Coordination

Required reading: Algorithms for scalable synchronization on shared-memory multiprocessors.

Overview

We revisit the topic of mutual-exclusion coordination: the techniques to protect variables that are shared among multiple threads. These techniques allow programmers to implement atomic sections so that one thread can safely update the shared variables without having to worry that another thread intervening.

The technique for mutual-exclusion coordination used in v6 is disabling/enabling interrupts in the kernel, through spln() calls. In v6, the only program with multiple threads is the kernel, thus that is the only program that needs need mutual-exclusion mechanism. User-level processes don't share data directly.

We focus today on algorithms for implementing coordination on shared-memory multiprocessors. In this case, the kernel may share datastructures among threads running on multiple processors and disabling/enabling interrupts is insufficient for implementing atomic sections.

List and insert example:


struct List {
  int data;
  struct List *next;
};

List *list = 0;

insert(int data) {
  List *l = new List;
  l->data = data;
  l->next = list;  // A
  list = l;        // B
}

fn() {
  insert(100);
}

main() {
  thread_create(..., fn);
  thread_create(..., fn);
  thread_schedule();
}

What needs to be atomic? The two statements labeled A and B should always be executed together, as an indivisible fragment of code. If two threads execute A and B interleaved, then we end up with an incorrect list. To see that this is the case, draw out the list after the sequence A1 (statement executed A by thread 1), A2 (statement A executed by thread 2), B2, and B1).

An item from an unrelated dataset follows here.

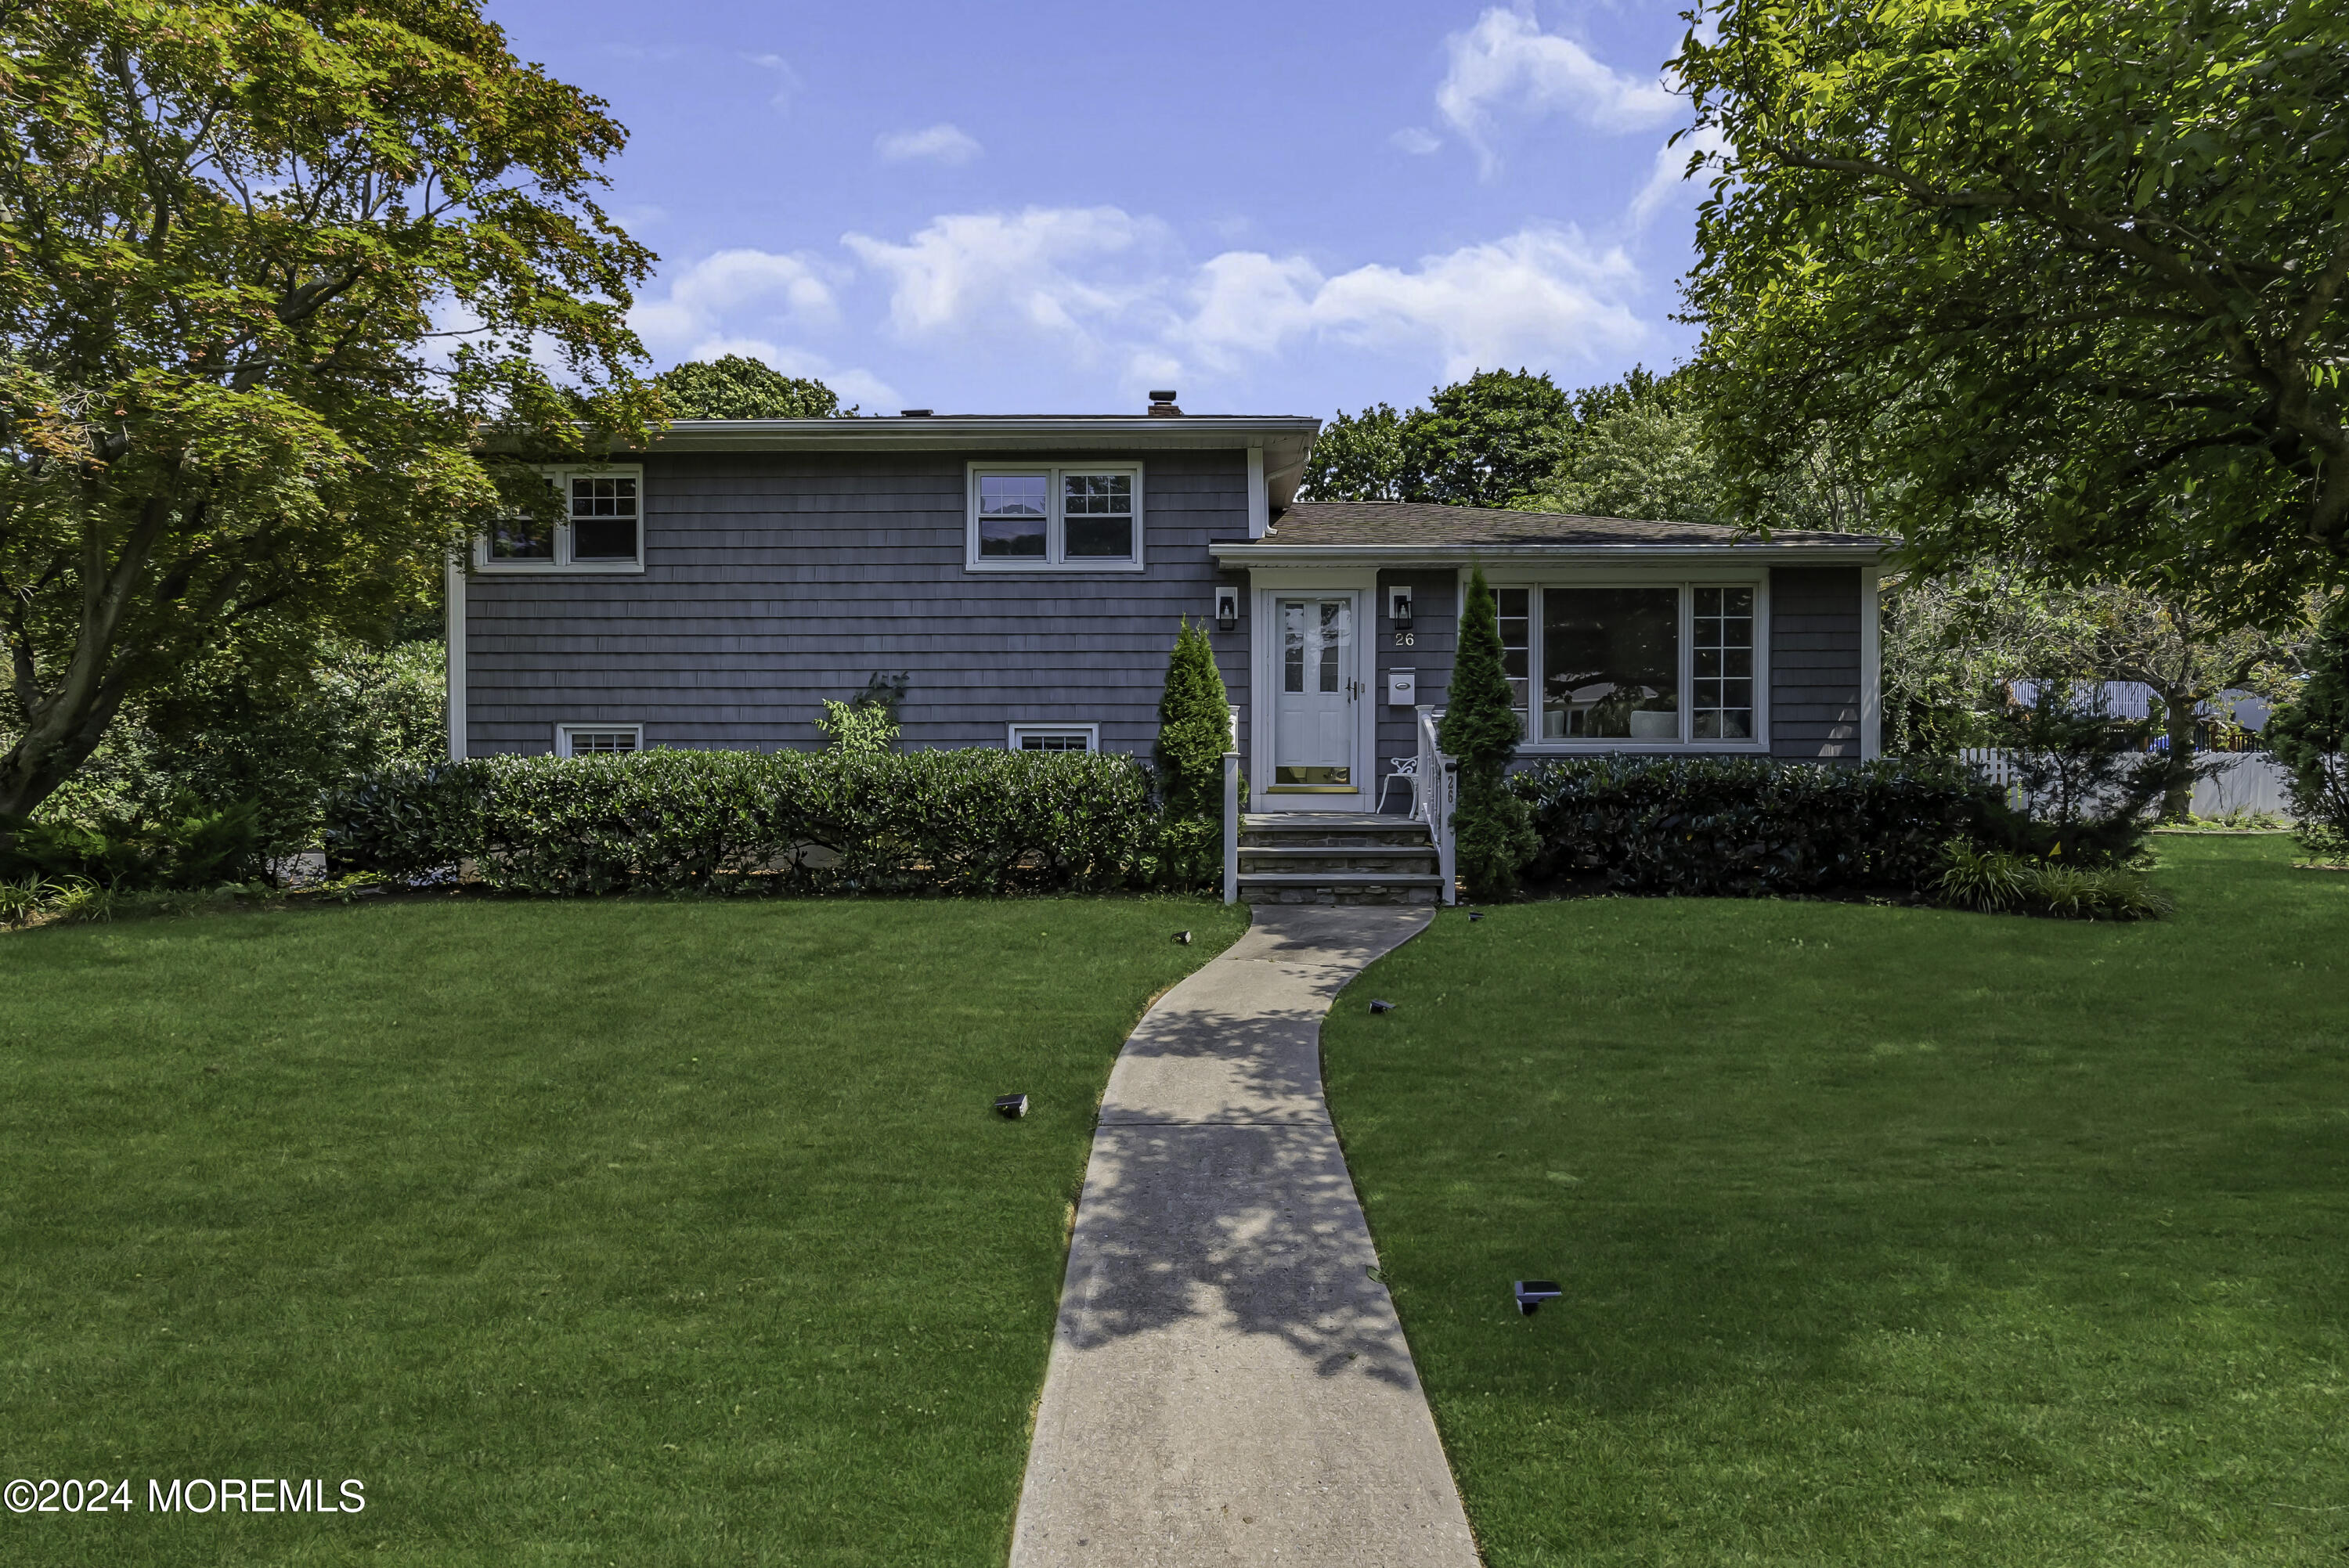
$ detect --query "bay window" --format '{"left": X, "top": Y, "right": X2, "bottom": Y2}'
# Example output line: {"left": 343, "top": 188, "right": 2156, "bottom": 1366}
{"left": 1478, "top": 580, "right": 1763, "bottom": 748}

How could this erroneous sequence happen? If thread 1 and 2 are running on a multiprocessors, the varilable list lives in physical memory shared among multiple processors, connected by a bus. The accesses to the shared memory will be ordered in some total order by the bus/memory system. If the programmer doesn't coordinate the execution of the statements A and B, any order can happen, including the erroneous one.

Atomic instructions and wait-free

The programmer must be able express that A and B should be executed as single atomic instruction. We generally use a concept like locks to mark an atomic region, acquiring the lock at the beginning of the section and releasing it at the end:

 
void acquire(int *lock) {
   while (TSL(lock) != 0) ; 
}

void release (int *lock) {
  *lock = 0;
}

Acquire and release, of course, need to be atomic too, which can, for example, be done with a hardware atomic TSL (try-set-lock) instruction:

The semantics of TSL are:

   R <- [mem]   // load content of mem into register R
   [mem] <- 1   // store 1 in mem.

In a harware implementation, the bus arbiter guarantees that both the load and store are executed without any other load/stores coming in between.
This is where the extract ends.